When a taxicab ran over Ms. Franic-Temple’s feet and ankles, it was undisputed the medical imaging disclosed no fractures were sustained.  Notwithstanding this, three years later, an occupational therapist submitted an OCF-18 to State Farm requesting an in-home assessment to determine Ms. Franic-Temple’s need for attendant care, occupational therapy and assistive devices.  This OCF-18 listed as injury sequelae, in Part 6, “fracture of foot, except ankle”.  The OCF-18 contained further comments which reported Ms. Franic-Temple “fractured the top of her left foot and experienced severe ligament and tissue damage in her right foot”.  Medical documentation previously submitted to the insurer, including a Disability Certificate from her treating orthopaedic surgeon and two MRIs described a “crush injury” to both feet but no fractures.

In light of the injury descriptors on the OCF-18, State Farm advised Ms. Franic-Temple that it required a section 44 assessment by an orthopaedic surgeon.  In the OCF-9, the adjuster noted:

“Based on review of your medical file, the diagnosis reported in this OCF-18 was reported to be a fracture of foot, except ankle.  However, the documentation provided to our office which includes but [is] not limited to an MRI completed on September 3, 2013 and August 28, 2013 had reported there was no fracture or dislocation”.

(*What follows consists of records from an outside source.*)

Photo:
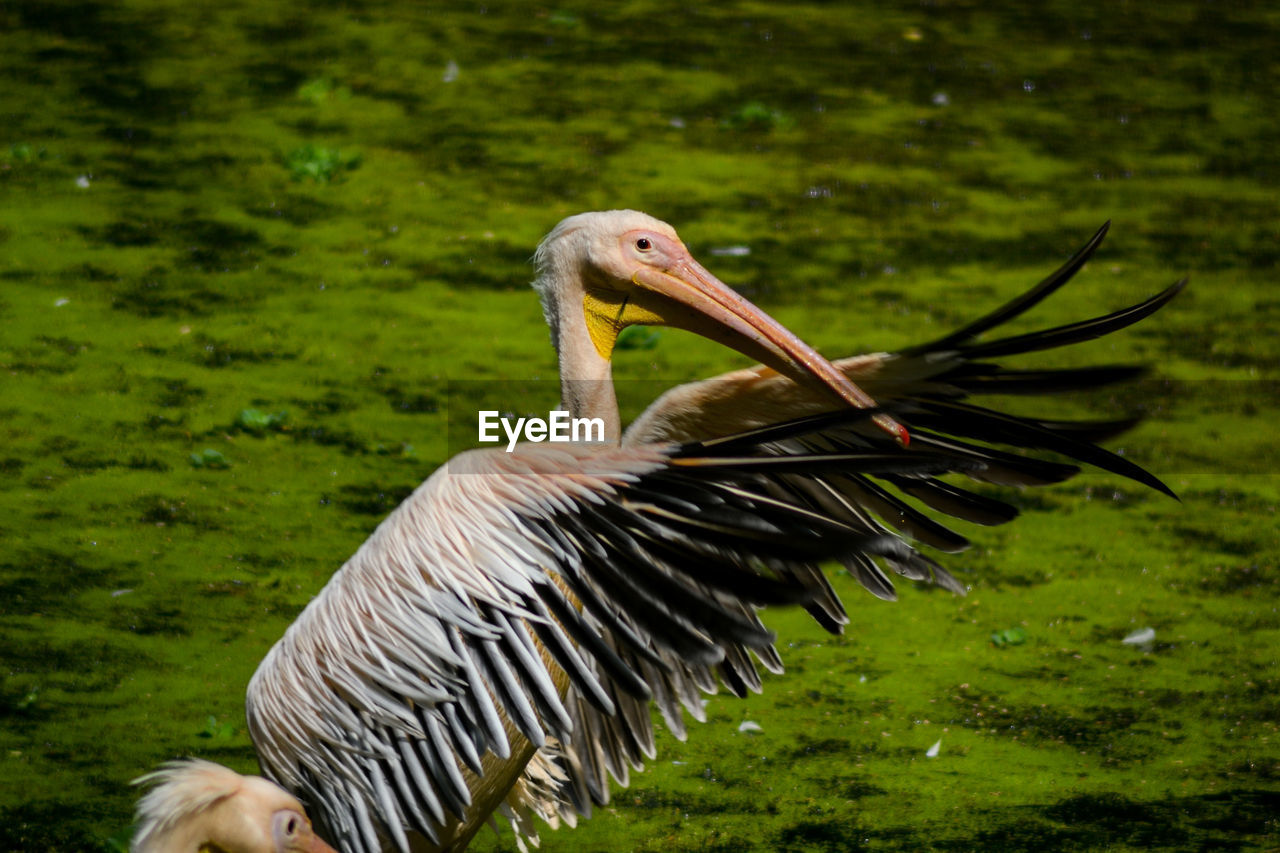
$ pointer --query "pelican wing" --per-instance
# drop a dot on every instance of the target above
(915, 383)
(540, 601)
(524, 610)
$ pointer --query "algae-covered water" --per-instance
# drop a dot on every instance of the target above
(246, 250)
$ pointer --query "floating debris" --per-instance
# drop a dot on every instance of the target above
(1009, 637)
(1143, 638)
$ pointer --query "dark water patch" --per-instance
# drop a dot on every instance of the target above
(1230, 580)
(50, 580)
(128, 233)
(411, 402)
(77, 666)
(156, 295)
(177, 392)
(126, 90)
(371, 498)
(88, 460)
(1210, 536)
(151, 621)
(55, 825)
(329, 404)
(808, 746)
(1220, 340)
(343, 439)
(835, 834)
(163, 511)
(293, 208)
(1114, 734)
(688, 802)
(211, 245)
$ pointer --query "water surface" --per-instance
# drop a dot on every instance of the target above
(321, 214)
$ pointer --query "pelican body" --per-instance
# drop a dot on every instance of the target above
(498, 642)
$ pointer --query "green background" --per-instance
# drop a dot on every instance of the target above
(248, 250)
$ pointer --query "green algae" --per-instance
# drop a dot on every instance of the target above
(890, 172)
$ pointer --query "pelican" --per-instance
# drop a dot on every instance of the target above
(498, 642)
(201, 806)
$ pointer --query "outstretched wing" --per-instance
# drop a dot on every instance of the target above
(540, 601)
(526, 609)
(947, 369)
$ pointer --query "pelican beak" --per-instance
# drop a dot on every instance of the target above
(686, 296)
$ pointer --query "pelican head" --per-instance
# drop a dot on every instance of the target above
(197, 806)
(602, 272)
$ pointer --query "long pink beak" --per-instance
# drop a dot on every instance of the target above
(696, 301)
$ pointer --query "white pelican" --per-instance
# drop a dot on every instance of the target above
(197, 806)
(497, 642)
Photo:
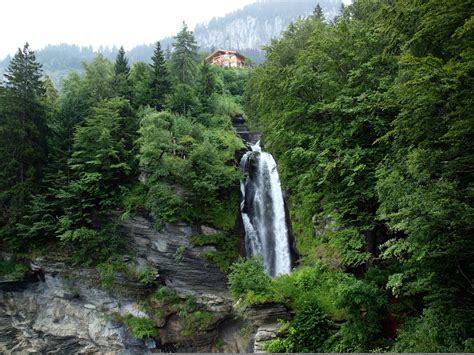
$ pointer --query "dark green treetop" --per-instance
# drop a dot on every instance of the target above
(184, 57)
(160, 83)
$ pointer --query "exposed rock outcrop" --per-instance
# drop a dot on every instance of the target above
(63, 314)
(64, 309)
(264, 319)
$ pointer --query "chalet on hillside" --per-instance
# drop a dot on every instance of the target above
(226, 58)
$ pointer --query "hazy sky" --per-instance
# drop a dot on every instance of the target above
(102, 22)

The OCF-9 also made passing reference to “gaps in seeking treatment and rehabilitation without documented clinical explanation”.  The OCF-9 then referenced “[d]ue to the gaps in treatments and rehabilitation as well as inconsistency of the diagnosis of your medical status, we do not believe the OCF-18 is reasonable and necessary”.

In an effort to stamp out State Farm’s request, Ms. Franic-Temple’s counsel wrote to State Farm and advised Ms. Franic-Temple would not attend any IEs.  The letter challenged the comment with respect to alleged gaps in treatment as not being a “medical reason” but did not address the fracture diagnoses.  A request for examination was then sent by State Farm to Ms. Franic-Temple reiterating the reasons set out in the OCF-9, specifically, the inconsistency in the fracture diagnoses and the gaps in treatment.

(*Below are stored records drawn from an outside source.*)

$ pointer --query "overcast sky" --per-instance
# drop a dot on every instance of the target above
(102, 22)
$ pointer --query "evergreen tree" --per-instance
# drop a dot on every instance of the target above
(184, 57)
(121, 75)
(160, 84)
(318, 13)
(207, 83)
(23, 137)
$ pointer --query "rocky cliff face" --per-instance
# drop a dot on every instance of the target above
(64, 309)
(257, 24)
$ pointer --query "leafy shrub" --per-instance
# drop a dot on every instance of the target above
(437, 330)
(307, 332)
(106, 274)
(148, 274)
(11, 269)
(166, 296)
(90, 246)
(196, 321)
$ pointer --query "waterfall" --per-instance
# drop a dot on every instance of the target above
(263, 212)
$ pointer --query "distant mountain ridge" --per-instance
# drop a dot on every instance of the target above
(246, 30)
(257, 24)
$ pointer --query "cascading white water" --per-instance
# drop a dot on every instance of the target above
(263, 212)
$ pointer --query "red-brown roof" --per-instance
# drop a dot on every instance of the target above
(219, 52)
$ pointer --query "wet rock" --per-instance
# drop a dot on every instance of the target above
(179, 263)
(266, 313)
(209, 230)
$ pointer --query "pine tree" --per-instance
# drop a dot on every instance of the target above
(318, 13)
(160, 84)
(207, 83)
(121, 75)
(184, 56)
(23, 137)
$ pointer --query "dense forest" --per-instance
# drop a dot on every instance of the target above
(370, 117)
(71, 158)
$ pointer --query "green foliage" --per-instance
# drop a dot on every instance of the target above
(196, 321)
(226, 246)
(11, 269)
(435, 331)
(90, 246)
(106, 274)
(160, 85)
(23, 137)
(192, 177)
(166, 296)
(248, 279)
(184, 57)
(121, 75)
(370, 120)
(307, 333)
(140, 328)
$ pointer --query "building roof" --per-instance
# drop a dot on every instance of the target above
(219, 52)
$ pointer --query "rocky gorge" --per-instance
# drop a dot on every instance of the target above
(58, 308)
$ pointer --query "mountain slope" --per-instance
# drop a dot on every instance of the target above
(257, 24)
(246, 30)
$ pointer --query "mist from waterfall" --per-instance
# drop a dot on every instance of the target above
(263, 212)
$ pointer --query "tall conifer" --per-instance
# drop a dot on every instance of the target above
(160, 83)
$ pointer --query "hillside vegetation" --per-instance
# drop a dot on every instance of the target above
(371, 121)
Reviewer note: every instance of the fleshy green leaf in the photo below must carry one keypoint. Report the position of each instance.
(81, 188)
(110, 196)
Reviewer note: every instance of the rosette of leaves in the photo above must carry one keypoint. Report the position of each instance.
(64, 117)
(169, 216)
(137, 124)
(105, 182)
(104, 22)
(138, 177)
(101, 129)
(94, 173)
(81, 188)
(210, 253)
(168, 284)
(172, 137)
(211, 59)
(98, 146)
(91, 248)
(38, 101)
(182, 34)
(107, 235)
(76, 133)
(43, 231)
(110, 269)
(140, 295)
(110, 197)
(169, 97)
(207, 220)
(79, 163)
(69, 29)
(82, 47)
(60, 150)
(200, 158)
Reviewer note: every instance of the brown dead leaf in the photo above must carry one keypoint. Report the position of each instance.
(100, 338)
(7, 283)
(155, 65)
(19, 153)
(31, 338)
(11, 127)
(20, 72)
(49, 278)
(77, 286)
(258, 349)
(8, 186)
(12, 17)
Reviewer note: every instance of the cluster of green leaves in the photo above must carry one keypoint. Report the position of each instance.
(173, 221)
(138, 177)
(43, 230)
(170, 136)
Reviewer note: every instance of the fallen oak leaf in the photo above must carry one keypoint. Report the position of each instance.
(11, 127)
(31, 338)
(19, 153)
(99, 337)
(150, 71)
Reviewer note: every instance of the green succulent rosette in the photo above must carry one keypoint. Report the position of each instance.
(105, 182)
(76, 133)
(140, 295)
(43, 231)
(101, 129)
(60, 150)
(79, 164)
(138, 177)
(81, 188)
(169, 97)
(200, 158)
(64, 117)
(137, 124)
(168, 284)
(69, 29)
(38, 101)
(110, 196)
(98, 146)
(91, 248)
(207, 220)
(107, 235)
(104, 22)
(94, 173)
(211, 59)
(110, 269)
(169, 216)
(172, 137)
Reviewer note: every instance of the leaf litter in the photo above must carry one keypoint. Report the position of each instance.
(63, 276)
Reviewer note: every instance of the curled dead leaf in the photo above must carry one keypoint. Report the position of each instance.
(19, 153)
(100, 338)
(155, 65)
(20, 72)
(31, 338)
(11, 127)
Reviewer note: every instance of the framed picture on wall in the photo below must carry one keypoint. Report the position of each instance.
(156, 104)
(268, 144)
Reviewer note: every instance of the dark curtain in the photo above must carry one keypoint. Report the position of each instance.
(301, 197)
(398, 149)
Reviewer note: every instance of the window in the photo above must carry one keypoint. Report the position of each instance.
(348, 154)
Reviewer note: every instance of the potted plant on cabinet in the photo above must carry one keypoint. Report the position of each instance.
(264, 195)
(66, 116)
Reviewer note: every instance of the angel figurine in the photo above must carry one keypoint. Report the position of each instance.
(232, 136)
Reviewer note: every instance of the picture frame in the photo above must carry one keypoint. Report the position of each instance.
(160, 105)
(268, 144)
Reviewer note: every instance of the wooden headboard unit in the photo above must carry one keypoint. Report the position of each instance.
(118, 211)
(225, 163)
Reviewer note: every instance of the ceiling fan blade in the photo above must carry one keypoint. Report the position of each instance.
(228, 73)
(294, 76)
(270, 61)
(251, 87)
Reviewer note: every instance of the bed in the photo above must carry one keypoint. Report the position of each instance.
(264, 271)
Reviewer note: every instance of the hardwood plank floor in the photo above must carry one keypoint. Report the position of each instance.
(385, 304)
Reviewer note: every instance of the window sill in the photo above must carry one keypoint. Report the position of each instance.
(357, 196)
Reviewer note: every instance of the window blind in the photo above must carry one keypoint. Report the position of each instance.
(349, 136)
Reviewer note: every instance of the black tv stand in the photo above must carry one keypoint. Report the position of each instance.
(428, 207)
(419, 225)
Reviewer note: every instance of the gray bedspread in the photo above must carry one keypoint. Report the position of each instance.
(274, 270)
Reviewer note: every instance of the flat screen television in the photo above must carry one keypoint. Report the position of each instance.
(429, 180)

Not wishing to be stepped all over, Ms. Franic-Temple did not attend the section 44 orthopaedic examination and argued State Farm’s notice did not contain “medical or any other reasons” as required by section 44(5)(a) of the Schedule and the decision in Augustin and Unifund Assurance[1]Augustin found non-compliant notice would not bar an insured person from proceeding to mediation under section 55(2) if they fail to attend a section 44 assessment.

Arbitrator Kowalski applied a common sense approached to the dispute.  She found that the OCF-9 contained a detailed description of the reasons which gave rise to the concern about the fracture diagnosis and compared the diagnosis to past medical records and examinations which found no fracture.  In responding to an OCF-18 based on a different and new diagnosis from prior medical records, State Farm provided sufficient “medical reasons” to justify an orthopaedic assessment.  Arbitrator Kowalski confirmed there was no definition of the term “medical reasons” in the Schedule.  She found investigation of a condition, i.e. a diagnosis, is a “medical reason” and the OCF-9 described in detail why a new diagnosis was a concern.  Accordingly, State Farm acted appropriately in requesting an assessment by an orthopaedic surgeon and the notice was compliant.

Having failed to attend a section 44 assessment pursuant to a valid notice, Ms. Franic-Temple was precluded from proceeding to mediation and therefore, Arbitrator Kowalski kicked out her arbitration, without prejudice to Ms. Franic-Temple’s right to submit a fresh or amended OCF-18.

Insurers should take comfort from this common sense approach to “medical reasons”.  Surely a divergent diagnosis, unsupported by previous medical evidence submitted three years after the fact, would be sufficient to allow an insurer to request an assessment with the appropriate expert to address the diagnosis.  It is not uncommon to see impairment/injury descriptors evolve over time.  Insurers should not be discouraged from taking all reasonable steps to investigate newly-described or shifting impairments so that they may better understand the treatment and services reasonably required.  Insurers should also be mindful the term “medical reasons” is not defined in the Schedule and is not a term of art.  In other words, the insurer is entitled to determine whether the shoe fits before they wear it.


[1] Augustin and Unifund Assurance, FSCO A12-000452, November 13, 2013.